10 Symptoms of Overtraining

Symptoms of Overtraining

So you have taken the decision to build a little muscle, you have joined the gym and now work out whenever you get the chance.

Although you have started to see results, your training has become a bit of an obsession, which can lead to you working out excessively (over 5 hours a week).

If this sounds like you then you are putting yourself at risk of overtraining that can risk your health.

Here are 10 symptoms of overtraining that you need to be aware of.

#1: You are always thirsty

If you find that you are always thirsty then you may find that you are overtraining.

When you overtrain your body will go into a catabolic state, which is when your body starts to break down muscle tissue for energy, this also causes dehydration.

To combat this thirst it is recommended you take a break from training, plus get adequate amount of water.

#2: Muscle soreness

It is normal to experience muscle soreness or DOMS for a day or 2 after your workout but if this soreness continues for days after then it may be time for you to take a break from training.

You need to pay attention to what your body is telling you, if you are sore then your body is still trying to recover.

#3: Insomnia

Do you have trouble sleeping at night? If so then your training regime may be impacting upon your nervous system and your hormones.

Your body does a lot of it’s healing while you sleep so you should try to fix this issue.

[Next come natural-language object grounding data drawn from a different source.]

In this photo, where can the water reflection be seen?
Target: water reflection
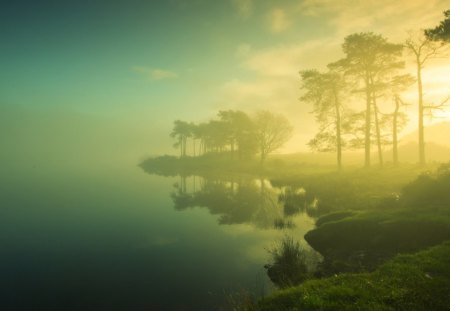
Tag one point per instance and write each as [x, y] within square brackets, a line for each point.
[243, 199]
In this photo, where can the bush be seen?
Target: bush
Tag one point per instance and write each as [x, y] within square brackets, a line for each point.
[289, 265]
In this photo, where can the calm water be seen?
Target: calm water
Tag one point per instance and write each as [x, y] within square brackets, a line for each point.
[108, 236]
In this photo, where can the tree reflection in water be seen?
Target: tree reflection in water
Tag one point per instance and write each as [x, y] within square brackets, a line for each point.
[242, 199]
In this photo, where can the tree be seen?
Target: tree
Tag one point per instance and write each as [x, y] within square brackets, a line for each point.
[241, 130]
[324, 92]
[272, 132]
[398, 84]
[181, 131]
[423, 49]
[442, 31]
[369, 58]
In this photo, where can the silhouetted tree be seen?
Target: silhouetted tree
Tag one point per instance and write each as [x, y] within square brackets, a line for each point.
[241, 130]
[181, 131]
[325, 91]
[272, 132]
[398, 84]
[442, 31]
[369, 58]
[423, 49]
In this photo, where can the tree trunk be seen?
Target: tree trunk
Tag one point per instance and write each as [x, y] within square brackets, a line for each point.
[338, 132]
[394, 132]
[377, 129]
[420, 125]
[368, 121]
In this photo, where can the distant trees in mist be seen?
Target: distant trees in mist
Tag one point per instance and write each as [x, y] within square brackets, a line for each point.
[371, 72]
[233, 132]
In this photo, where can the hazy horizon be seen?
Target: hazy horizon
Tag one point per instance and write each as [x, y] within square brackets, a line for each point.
[129, 70]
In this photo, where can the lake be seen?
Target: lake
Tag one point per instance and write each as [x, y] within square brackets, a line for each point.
[109, 236]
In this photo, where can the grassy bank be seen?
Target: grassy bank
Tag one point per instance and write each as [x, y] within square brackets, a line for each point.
[408, 282]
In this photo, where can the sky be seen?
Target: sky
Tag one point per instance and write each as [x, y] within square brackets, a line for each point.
[83, 74]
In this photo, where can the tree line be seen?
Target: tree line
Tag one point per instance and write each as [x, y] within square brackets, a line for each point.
[371, 71]
[233, 132]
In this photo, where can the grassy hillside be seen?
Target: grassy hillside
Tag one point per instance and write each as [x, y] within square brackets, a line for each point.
[408, 282]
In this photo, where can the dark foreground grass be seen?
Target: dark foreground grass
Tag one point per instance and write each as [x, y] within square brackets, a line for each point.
[408, 282]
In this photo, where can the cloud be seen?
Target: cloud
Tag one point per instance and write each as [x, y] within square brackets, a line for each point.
[278, 21]
[384, 16]
[154, 73]
[287, 60]
[243, 50]
[244, 8]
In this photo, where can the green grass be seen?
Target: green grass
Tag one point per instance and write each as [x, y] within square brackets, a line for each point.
[408, 282]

It is recommended that you aim for around 8-9 hours of sleep per night.

#4: Depression

Some people who train regularly will develop body image issues and will start to believe that the more they train the better they will look.

Unfortunately to achieve this goal you still need time to recover from your workouts, otherwise you are simply not going to see those gains.

#5: A change in personality

Have you noticed that people are a little more distant from you recently? Well, this could be due to you overtraining.

It has been noted that if you overtrain your hormones may become messed up leading to aggression, irritability and as stated already depression.

#6: Sickness

If you feel run down or are constantly sick then you are likely to be overtraining.

Avoid overtrainingWhen you feel ill it is just your bodies immune system telling you to take some time off. You are likely in a catabolic state, which causes low immunity that in turn causes illness.

#7: Injuries

The chances of suffering an injury or re-aggravating an old injury increases when you are overtraining, this is basically because you are not allowing yourself adequate time to recover.

#8: A lack of motivation

Have you noticed that lately you have been finding excuses not to go to the gym, even though in the past you lived and breathed it?

If so then you need a break, take a week of completely from training, and restart fresh, your body will thank you and you will start to see those gains again.

#9: Low self esteem

Overtraining can lead to a lack of progress that can lead to low esteem, especially amongst those who are obsessed with training.

Your nervous system and hormones will also be affected which can also have an impact on your mood and self esteem.

#10: A plateau

When you enter a catabolic state your body will start to burn muscle, which is not what you want to occur if you are looking to build muscle and strength.

Unfortunately this is what occurs when you overtrain, so a plateau or a reduction in your gains may occur.

How to recover from overtraining?

If you are overtraining then you need to take a break. Remember your body needs to rest occasionally as this is when your muscles will repair and grow.

You could also try the following:

  • Eat a lot of clean food
  • Drink plenty of water
  • Set yourself realistic goals, create a plan and stick to it
  • Supplement with vitamins A & E, as well as Glutamine
  • Try low intensity exercise rather than the weights (swimming for instance)
  • Get plenty of sleep

You do not need to workout daily. Always have a rest day once a week at least.